With some concerned about rising tax rates, it may best to not delay making any planned conversions. "If we're going to do a Roth conversion, this is the year to do it," Ferrantino says.

4. Contribute to a 529 Plan

Families with children can use 529 plans to prepare for college expenses and save on their state income taxes next spring. Most states offer a state income tax deduction for contributions made by residents to a state-sponsored plan. However, a handful of states may allow a deduction for contributions to any 529 plan.

While there is no federal tax deduction for 529 contributions, money in these plans grows tax-free and can be withdrawn tax-free when used for qualified education expenses.

5. Hold Off on Mutual Fund Purchases

People should be wary of buying mutual funds at this time of year if they will be held in a taxable account. "It being November, it's an active time of the year for capital gains distributions," Subkoviak says.

You could get hit with a bill for year-end dividends even if you just purchased shares, and, essentially, you'll be paying taxes on a profit you didn't actually see. To avoid paying additional taxes, consult with a broker before making a purchase to find out when distributions are made.

6. Harvest Your Capital Losses

If you own stocks that have lost money, you can sell them and deduct up to $3,000 on your federal taxes. That money can offset gains on other stocks or be applied to regular income taxes.

Just be careful not to violate the wash-sale rule, which would disallow the deduction.

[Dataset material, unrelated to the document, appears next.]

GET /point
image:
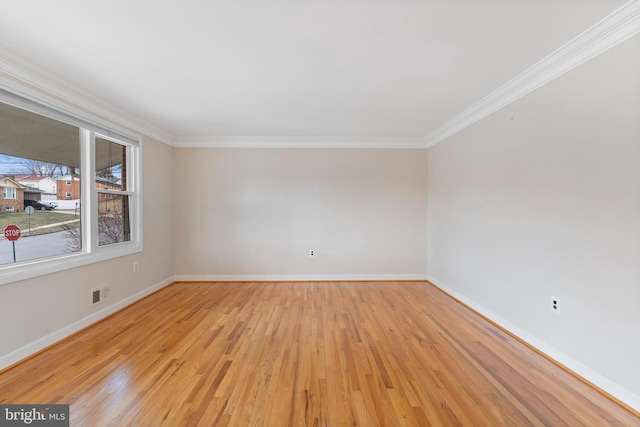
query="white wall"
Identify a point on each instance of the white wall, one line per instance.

This rule states you cannot purchase the same or a substantially similar stock within 30 days before or after the sale.

7. Pick Up Capital Gains if You're in a Low Tax Bracket

The end of the year is also a good time for some people to sell stocks that have appreciated significantly in value. This can be a particularly good strategy for those in the 10% and 12% tax brackets since their capital gains tax may be zero. The stocks can then be repurchased, which resets the basis and minimizes the amount of tax to be paid on future gains.

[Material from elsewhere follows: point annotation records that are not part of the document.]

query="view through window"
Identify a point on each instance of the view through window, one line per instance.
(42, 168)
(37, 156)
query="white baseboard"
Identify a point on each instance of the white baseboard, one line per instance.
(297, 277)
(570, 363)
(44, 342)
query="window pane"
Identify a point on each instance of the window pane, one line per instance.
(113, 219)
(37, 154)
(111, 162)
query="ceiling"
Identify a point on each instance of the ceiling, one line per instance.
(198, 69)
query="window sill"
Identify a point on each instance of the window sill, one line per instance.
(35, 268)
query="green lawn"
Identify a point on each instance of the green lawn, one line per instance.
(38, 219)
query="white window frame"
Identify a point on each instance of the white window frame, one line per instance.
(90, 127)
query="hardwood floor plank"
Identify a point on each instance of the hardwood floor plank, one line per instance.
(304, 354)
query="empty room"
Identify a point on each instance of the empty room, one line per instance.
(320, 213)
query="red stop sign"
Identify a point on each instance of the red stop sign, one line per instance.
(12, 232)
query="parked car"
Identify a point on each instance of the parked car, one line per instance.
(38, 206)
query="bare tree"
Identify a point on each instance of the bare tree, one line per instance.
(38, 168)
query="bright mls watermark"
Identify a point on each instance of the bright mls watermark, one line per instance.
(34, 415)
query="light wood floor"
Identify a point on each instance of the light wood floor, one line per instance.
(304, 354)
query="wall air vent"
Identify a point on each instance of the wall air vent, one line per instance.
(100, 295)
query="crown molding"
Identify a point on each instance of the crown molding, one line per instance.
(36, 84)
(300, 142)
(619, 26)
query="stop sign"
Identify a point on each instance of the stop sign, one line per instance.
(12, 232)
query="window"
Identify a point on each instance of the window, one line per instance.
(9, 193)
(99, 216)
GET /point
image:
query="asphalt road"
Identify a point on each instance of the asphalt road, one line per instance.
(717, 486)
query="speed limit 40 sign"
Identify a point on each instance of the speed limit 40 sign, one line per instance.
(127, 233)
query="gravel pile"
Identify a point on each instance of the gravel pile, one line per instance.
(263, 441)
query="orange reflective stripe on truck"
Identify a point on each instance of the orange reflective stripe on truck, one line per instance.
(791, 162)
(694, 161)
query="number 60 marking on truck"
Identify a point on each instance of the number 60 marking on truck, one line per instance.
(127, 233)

Even if you're not in the lowest tax brackets, you may want to sell winning stocks to reset the basis if you're also harvesting losses. Another reason to sell investments at this time of year is to rebalance your portfolio.

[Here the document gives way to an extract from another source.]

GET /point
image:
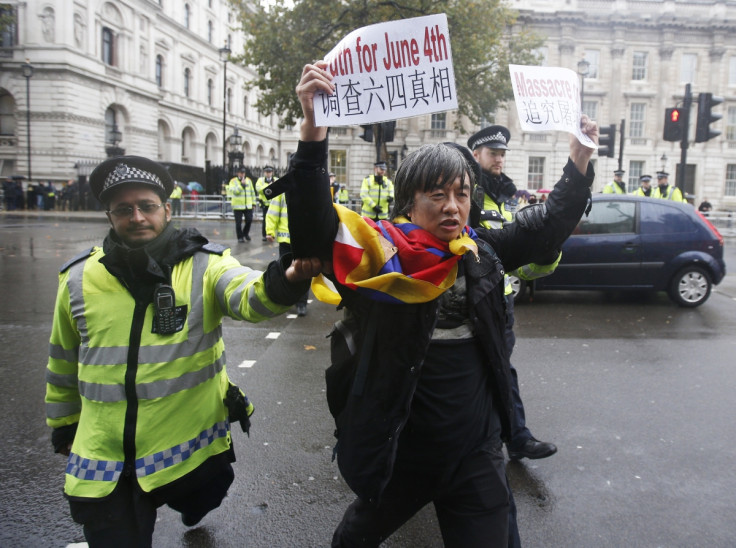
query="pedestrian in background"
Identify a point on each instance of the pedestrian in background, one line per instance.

8. Harvest Losses on Cryptocurrency

A loophole in the law means people who own cryptocurrency should consider harvesting those losses in 2021. "Right now, the wash sale rule does not apply to cryptocurrencies," Subkoviak says.

That means investors can sell cryptocurrency for a loss and then immediately buy the same currency without it affecting their ability to deduct the loss. As with other investments, cryptocurrency losses can be used to offset capital gains or regular income taxes.

However, the Build Back Better proposal is poised to close this loophole so it's in your best interest claim losses now if you can. "Don't wait until 2022," Subkoviak says.

9. Donate Cash to a Charity

Deducting charitable donations has traditionally been a popular way to reduce tax liability, but not everyone can do so. "Normally, you need to itemize to deduct any charitable contributions," Bronnenkant explains. That can be hard to do with the 2021 standard deduction set at $12,550 for single taxpayers and $25,100 for married couples filing jointly.

However, the CARES Act included a provision to allow taxpayers to write off up to $300 in charitable contributions on their 2020 return even if they weren't able to itemize. That deduction is back for 2021, Bronnenkant says, and has been increased to $300 per person so a married couple, filing jointly, is eligible for an up to $600 deduction.

To claim the deduction, your gift must be a cash donation, but gifts to donor-advised funds do not qualify.

10. Meet With Your Tax Advisor

November is a good month to meet with a tax advisor. They have finished their October tax filings and may have time in their schedule before the busy tax season starts after the first of the year.

An advisor can help pinpoint end-of-tax-year strategies to reduce taxable income through retirement contributions or itemized deductions. That, in turn, may be key to ensuring households remain eligible for some income-based tax incentives such as student loan interest deductions. If you don't regularly use a tax professional, running numbers through tax software can be just as beneficial.